JONATHAN DEMME
(22 February 1944 - 26 April 2017)
The American filmmaker Jonathan Demme was prolific as a writer-director-producer and sometime actor, covering both cinema and television in equal measure. He began as a producer in the early 1970s, writing several films such as Angel Warriors, The Hot Box and Black Mama White Mama. His first film as a director was Caged Heat in 1974, then Crazy Mama with Cloris Leachman, Last Embrace with Roy Scheider, Swing Shift with Goldie Hawn, and Melvin and Howard with Jason Robards as Howard Hughes. He also worked concurrently on TV documentaries, series and video shorts. Then there was Something Wild (1986), which starred Melanie Griffith and Jeff Daniels, followed by Spalding Gray’s Swimming to Cambodia, and Married to the Mob, with Michelle Pfeiffer. Next came his greatest success, The Silence of the Lambs (1991), which won five Oscars, including statuettes for best picture, Jodie Foster, Anthony Hopkins and for Demme himself as best director.
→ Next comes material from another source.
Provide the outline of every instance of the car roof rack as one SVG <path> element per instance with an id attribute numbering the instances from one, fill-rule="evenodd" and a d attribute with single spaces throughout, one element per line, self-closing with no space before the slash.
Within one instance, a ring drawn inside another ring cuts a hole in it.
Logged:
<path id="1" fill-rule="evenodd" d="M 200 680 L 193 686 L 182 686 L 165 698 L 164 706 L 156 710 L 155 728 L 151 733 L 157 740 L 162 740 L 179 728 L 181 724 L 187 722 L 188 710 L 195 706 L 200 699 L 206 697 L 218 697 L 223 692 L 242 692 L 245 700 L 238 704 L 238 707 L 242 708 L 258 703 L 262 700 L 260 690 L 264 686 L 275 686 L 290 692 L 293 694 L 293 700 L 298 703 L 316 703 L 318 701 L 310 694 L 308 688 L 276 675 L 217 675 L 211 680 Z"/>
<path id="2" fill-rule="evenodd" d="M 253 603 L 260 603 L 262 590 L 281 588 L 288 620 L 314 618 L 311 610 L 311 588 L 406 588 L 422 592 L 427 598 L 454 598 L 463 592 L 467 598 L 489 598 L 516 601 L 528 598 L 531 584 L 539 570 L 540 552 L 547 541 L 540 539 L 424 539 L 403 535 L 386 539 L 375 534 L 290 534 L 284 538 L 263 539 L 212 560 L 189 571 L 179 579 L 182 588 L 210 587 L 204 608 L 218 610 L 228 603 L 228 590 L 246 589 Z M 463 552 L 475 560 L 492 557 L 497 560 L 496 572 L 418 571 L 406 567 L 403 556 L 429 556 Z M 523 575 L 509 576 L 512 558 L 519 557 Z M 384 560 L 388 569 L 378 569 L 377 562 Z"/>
He then followed this with Philadelphia, which won Tom Hanks his first Oscar and was one of the first mainstream Hollywood films to tackle homosexuality and Aids. This was followed by Beloved, with Oprah Winfrey and Thandie Newton, and the critically ridiculed The Truth About Charlie, a remake of Charade with Mark Wahlberg and Thandie Newton. His remake of The Manchurian Candidate (2004) with Denzel Washington and Meryl Streep was no improvement on the original, just different. Among the documentary work, Demme still found time to direct Rachel Getting Married with Anne Hathaway, A Master Builder, based on the play by Ibsen, and Ricki and the Flash (2015), with Meryl Streep, his last theatrical feature.